Nichtsdestotrotz erschien eine Untersuchung der vorliegenden Aussagen hinsichtlich der Faktoren Schulbildung und Berufswahl lohnenswert, da sich mit den gewonnenen Erkenntnissen zumindest Tendenzen andeuten würden. Im Vergleich zum Bevölkerungsdurchschnitt oder zu den vorliegenden Angaben anderer militärischer Verbände könnten sich Übereinstimmungen oder Differenzen aufzeigen. Neben der Untersuchungsgruppe ehemaliger Angehöriger der 1. SS-Brigade konnten zum Vergleich zusätzlich zwei Schwadronen der SS-Kavallerie herangezogen werden. Von der 1. Schwadron des Reiterregiments 2 existiert eine Besetzungsliste von Ende April 1941, in der die Berufe von sämtlichen 206 Unterführern und Mannschaftsangehörigen vermerkt sind. Eine ähnliche Liste, datierend vom 31. Dezember 1941, ist außerdem von der 2. Schwadron desselben Regiments erhalten geblieben.
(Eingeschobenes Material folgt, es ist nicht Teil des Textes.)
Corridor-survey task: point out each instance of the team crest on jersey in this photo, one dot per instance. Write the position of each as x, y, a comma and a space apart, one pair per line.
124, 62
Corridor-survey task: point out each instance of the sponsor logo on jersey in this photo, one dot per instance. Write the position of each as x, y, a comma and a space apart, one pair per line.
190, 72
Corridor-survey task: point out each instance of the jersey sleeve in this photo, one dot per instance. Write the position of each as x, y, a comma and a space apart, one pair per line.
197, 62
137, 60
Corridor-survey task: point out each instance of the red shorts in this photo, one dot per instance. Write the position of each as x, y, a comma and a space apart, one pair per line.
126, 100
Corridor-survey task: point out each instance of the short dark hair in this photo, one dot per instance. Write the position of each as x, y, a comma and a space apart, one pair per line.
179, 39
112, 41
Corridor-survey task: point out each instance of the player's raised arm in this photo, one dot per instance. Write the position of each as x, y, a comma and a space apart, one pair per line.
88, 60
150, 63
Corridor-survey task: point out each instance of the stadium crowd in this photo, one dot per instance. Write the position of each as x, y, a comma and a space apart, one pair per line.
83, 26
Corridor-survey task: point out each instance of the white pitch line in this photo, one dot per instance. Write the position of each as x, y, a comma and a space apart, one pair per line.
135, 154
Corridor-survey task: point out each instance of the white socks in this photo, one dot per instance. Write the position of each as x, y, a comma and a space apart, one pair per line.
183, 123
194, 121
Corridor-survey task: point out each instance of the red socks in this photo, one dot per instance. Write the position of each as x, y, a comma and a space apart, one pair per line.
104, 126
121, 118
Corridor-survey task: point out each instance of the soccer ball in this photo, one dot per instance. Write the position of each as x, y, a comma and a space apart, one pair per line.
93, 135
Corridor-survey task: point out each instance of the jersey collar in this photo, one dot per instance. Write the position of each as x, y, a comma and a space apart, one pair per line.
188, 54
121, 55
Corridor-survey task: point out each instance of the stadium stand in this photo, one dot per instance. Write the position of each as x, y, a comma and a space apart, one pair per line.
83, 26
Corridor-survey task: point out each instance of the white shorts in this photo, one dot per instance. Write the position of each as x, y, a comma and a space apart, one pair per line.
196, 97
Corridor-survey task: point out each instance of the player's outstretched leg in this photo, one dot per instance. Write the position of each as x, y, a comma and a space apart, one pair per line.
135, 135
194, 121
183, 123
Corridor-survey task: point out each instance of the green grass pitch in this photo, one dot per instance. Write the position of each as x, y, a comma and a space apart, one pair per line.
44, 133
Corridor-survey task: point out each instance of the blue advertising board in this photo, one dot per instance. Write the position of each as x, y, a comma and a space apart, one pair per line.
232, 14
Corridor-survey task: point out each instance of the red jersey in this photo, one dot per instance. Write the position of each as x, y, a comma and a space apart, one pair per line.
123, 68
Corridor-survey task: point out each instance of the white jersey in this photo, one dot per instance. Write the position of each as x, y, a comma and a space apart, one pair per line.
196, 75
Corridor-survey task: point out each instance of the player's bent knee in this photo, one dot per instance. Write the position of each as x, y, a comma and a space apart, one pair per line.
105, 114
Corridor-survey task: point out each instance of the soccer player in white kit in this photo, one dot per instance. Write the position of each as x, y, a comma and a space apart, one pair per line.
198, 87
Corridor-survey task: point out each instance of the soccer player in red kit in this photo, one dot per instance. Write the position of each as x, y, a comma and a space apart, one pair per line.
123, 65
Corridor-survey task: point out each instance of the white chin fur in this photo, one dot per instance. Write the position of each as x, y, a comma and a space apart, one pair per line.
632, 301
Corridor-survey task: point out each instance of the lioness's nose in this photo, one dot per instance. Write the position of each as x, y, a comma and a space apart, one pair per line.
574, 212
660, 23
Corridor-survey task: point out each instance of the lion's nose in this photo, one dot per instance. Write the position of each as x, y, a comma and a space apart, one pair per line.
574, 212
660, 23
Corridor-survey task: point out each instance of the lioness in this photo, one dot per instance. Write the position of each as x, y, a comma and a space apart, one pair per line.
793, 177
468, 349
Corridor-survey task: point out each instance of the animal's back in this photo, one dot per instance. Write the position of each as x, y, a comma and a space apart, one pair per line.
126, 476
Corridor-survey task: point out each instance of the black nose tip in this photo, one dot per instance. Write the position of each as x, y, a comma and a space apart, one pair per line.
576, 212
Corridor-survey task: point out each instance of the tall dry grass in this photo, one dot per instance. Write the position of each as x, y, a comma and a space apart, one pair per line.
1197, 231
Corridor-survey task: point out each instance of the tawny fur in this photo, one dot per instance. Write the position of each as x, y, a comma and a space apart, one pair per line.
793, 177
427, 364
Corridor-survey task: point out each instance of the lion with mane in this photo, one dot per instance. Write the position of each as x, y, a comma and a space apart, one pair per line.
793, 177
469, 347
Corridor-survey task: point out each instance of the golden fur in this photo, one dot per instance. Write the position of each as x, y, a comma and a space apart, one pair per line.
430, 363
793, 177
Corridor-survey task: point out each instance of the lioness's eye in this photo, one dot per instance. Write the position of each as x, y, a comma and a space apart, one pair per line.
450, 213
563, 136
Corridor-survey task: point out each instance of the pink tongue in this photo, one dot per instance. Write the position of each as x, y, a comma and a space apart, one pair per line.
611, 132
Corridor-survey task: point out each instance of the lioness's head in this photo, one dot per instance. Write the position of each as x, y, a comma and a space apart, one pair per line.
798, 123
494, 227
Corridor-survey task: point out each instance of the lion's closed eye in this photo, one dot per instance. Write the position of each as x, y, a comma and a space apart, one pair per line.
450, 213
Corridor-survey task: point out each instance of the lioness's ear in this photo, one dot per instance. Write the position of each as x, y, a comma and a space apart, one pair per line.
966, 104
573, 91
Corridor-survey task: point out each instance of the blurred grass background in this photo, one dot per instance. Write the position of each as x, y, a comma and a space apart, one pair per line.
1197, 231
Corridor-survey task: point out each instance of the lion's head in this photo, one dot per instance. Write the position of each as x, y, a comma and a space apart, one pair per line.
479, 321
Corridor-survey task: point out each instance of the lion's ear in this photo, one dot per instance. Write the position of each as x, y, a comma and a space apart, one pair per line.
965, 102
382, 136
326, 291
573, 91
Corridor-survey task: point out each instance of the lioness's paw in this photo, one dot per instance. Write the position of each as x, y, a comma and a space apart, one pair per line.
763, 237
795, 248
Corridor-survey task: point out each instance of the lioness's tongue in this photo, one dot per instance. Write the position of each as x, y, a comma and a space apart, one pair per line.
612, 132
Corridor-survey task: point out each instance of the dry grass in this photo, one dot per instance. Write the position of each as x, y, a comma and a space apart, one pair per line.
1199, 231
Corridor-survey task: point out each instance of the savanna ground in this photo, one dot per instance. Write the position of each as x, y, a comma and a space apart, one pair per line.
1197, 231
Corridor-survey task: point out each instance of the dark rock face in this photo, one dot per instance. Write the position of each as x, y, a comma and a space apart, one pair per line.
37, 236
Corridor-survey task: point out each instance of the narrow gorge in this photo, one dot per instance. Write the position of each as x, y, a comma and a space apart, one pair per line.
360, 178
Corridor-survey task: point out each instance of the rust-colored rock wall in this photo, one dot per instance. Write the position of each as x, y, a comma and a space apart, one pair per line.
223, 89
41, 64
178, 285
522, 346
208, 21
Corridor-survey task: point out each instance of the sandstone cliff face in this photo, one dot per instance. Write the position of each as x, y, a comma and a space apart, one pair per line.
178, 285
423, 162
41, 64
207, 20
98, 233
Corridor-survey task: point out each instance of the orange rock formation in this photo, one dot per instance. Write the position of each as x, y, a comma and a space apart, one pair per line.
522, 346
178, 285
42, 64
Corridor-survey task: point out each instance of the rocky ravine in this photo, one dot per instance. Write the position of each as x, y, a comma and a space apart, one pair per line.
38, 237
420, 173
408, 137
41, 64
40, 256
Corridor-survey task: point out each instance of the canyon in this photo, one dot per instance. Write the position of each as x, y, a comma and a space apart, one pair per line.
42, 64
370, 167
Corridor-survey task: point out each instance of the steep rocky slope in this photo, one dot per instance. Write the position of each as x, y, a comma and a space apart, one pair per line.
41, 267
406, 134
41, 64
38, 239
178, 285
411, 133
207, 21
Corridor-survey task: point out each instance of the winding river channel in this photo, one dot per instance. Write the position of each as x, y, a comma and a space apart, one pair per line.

In dieser Aufstellung sind die Berufe von insgesamt 188 Unterführern und Männern erfaßt.16

Sowohl bei der Auswertung der Vernehmungsprotokolle der 1. SS-Brigade als auch bei den Besetzungslisten des Kavallerieregiments zeigte sich als erschwerender Faktor, daß die Berufsangaben im Hinblick auf ihre Zuordnungsfähigkeit zu einer bestimmten sozialen Schicht mitunter keineswegs eindeutig ausfielen. So ist bei der allerdings nur selten gewählten Berufsbezeichnung eines „Kaufmanns“ längst nicht sicher, ob es sich bei dem betreffenden SS-Mann tatsächlich um einen selbständigen Händler mit eigenem Geschäft oder eher um einen einfachen kaufmännischen Angestellten handelte. Ähnlich verhält es sich mit der Berufsangabe des „Landwirts“. Zwar wurde in den Schwadronslisten und den Vernehmungsprotokollen meist zwischen Landarbeitern und Landwirten unterschieden, ob allerdings die recht häufige Angabe der Berufsbezeichnung des Landwirts in jedem Fall einem Selbständigen mit eigenem Vieh oder Ländereien entspricht, ließ sich nicht immer eindeutig verifizieren. Darüber hinaus existiert in der Berufsbezeichnung potentiell noch die recht große Spanne zwischen einem Kleinpächter und einem Großbauern, der allerdings nur mit geringer Wahrscheinlichkeit unter den Mannschaftsangehörigen der SS-Brigaden zu vermuten wäre. Schließlich war auch bei der Berufsbezeichnung des Arbeiters mehrfach nicht zu entscheiden, ob es sich um einen ausgebildeten Facharbeiter oder um einen ungelernten Hilfsarbeiter handelte. Vor dem Hintergrund der angedeuteten Schwierigkeiten wurden die Berufsbilder anhand ihrer Schichtzugehörigkeit klassifiziert und mit Angaben zum Bevölkerungsdurchschnitt im Deutschen Reich während des Sommers 1933 in Beziehung gesetzt.17 Daraus ergibt sich hinsichtlich der sozialen Schichtung von Unterführern und Mannschaften der verschiedenen Verbände der Waffen-SS ein recht eindeutiges Bild.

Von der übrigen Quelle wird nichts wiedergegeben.